Taking off in city traffic, you immediately get the feeling that this car is built for urban life.
Performance from a standing start is fine without setting your soul on fire, it brakes well and the transmission had fairly fluid changes.
Until we drove up a few hills, which there are a lot of in Brisbane, and the 90kW engine started to struggle and rev loudly while the transmission shows signs of indecisiveness.
Once we got out to the twisty mountain roads, the little Mini started to hit its stride. It still struggled to find a gear on the odd steep incline, in which case we swapped to manual mode for a bit more control.
Directing the coupe around tight and winding corners was a joy, eliciting the sharp turn-in typical of Mini’s products.
The roads were not only very wet but had a fair amount of debris due to recent bad weather, but the Paceman felt assured at every turn, not sliding or skidding even when taking a corner at a speed that was higher than the yellow road sign recommended.
Mini marketing gurus have been pushing the “go-kart like handling” line since the release of the 21st century model 10 years ago and it is good to see that it rings true.
The chassis of the Mini consists of a MacPherson spring strut front axle and a multi-link rear axle and this combined with the Paceman’s standard sports suspension meant that the feisty coupe soaked up bumps and deep potholes remarkably well.
Mini offers regular suspension as a no-cost option, but we would be more than happy with the sports set up.
The Paceman Cooper S is over $8000 more than the base model, which is a big leap for some, but we reckon it would be money well spent and not just because of the more premium interior.
While the base model had that wonderful Mini handling but lacked solid straight-line performance, the Cooper S with a 1.6-litre twin-scroll turbocharged engine has both in spades.
It is obvious that the Cooper S at 135kW has 45kW more power than the regular Paceman and it outguns the base model in a straight line, 7.5 seconds to 10.4 seconds.
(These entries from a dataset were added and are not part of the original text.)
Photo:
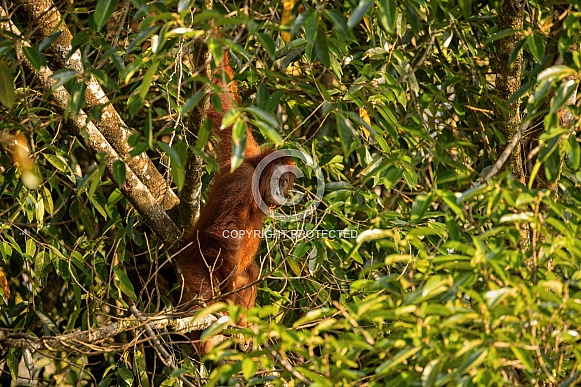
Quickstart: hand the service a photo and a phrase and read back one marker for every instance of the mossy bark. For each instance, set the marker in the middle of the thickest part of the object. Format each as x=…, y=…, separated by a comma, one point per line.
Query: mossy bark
x=508, y=79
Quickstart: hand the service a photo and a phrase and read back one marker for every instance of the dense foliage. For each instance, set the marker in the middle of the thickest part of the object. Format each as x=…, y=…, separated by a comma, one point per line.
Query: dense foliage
x=454, y=277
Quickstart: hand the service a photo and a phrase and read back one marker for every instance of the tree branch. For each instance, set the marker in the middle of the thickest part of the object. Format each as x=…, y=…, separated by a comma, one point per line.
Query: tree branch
x=133, y=188
x=47, y=17
x=81, y=340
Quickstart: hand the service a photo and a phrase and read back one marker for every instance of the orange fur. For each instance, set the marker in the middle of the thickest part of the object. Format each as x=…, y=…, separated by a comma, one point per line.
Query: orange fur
x=215, y=265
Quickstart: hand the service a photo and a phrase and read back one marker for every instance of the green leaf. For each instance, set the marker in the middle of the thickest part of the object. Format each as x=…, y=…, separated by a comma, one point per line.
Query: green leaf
x=47, y=322
x=358, y=13
x=124, y=284
x=34, y=56
x=420, y=206
x=268, y=44
x=564, y=91
x=103, y=12
x=63, y=76
x=76, y=98
x=574, y=155
x=7, y=95
x=388, y=15
x=173, y=155
x=466, y=7
x=249, y=367
x=523, y=356
x=147, y=80
x=192, y=102
x=119, y=172
x=474, y=360
x=58, y=162
x=536, y=46
x=450, y=199
x=322, y=48
x=345, y=134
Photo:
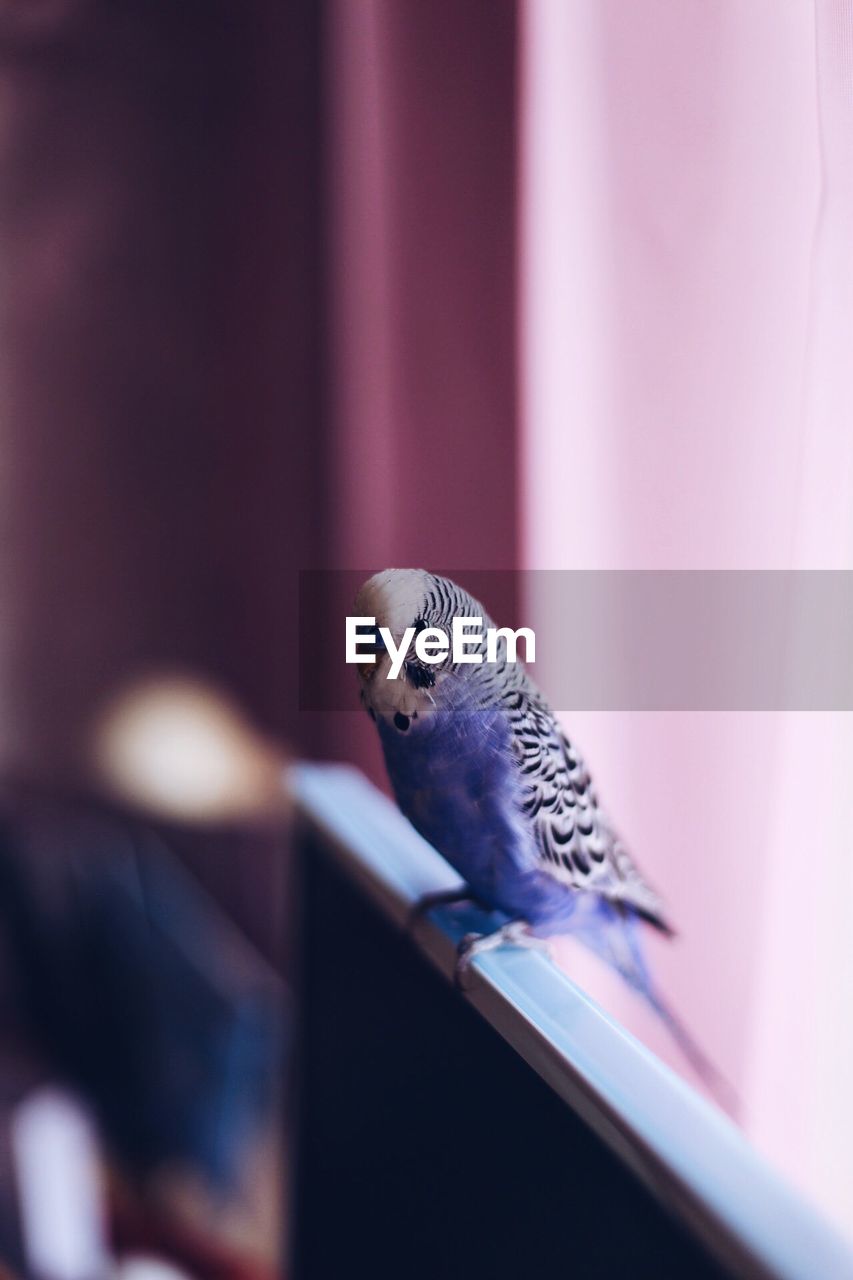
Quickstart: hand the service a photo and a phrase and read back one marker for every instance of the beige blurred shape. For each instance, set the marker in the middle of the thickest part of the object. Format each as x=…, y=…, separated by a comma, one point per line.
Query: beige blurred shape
x=182, y=749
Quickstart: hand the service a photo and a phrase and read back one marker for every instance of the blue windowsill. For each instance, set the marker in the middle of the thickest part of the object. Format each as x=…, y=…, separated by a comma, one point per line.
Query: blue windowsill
x=690, y=1155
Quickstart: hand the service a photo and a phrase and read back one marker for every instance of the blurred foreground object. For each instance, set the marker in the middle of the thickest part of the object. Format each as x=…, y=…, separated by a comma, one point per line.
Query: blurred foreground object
x=182, y=749
x=135, y=987
x=63, y=1219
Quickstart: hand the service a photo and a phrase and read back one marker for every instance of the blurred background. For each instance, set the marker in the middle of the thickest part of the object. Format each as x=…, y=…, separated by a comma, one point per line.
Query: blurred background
x=466, y=284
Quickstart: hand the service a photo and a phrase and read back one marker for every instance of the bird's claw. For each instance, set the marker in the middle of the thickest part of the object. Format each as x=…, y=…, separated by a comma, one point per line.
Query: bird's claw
x=429, y=901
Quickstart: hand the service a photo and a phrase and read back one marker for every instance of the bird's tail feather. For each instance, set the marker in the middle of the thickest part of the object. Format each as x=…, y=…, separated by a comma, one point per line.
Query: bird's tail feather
x=619, y=944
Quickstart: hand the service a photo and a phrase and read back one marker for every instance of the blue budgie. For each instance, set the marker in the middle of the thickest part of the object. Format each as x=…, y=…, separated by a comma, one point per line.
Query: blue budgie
x=483, y=769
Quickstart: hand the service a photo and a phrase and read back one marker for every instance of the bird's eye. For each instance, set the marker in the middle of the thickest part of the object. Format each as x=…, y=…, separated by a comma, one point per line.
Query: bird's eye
x=418, y=676
x=370, y=641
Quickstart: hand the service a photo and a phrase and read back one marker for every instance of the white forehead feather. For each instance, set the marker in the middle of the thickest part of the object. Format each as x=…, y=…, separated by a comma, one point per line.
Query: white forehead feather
x=393, y=598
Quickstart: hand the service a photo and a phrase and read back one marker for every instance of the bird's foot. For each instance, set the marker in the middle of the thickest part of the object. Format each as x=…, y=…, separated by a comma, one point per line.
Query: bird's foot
x=443, y=897
x=515, y=933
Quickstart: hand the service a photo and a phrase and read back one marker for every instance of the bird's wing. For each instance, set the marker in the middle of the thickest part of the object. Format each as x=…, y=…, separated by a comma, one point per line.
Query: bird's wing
x=574, y=841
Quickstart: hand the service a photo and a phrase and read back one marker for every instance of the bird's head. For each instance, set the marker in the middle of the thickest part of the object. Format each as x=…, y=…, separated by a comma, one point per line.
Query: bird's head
x=404, y=600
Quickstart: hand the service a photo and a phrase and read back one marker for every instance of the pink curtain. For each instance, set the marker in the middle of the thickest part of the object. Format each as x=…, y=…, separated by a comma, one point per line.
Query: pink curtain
x=687, y=301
The steering felt well-weighted and the taut body control of the base model carried over to the Cooper S while Mini’s six-speed manual was a great match, with smooth yet direct shifts.
If you weren’t having enough fun, Mini has included a sport button for extra acceleration, which was not as thrilling as we were expecting, but was nevertheless amusing.
Mini’s combined fuel consumption for the Paceman Cooper automatic is 7.6 litres per 100 kilometres and 6.6L/100kms for the manual Cooper S.
The Paceman has a lot of expensive options and may not suit everyone’s needs, especially if you are looking for a traditional sports car or a more conventional SUV, but we think that the Paceman straddles the two segments in style.
If the Paceman Cooper is for people who value looks over everything else, then the Paceman Cooper S is for buyers who demand a spirited drive to go with the sexy appearance.
Until the super hot John Cooper Works edition arrives in Australia in May, we think spending that extra $8000 for the S would be well worth the money.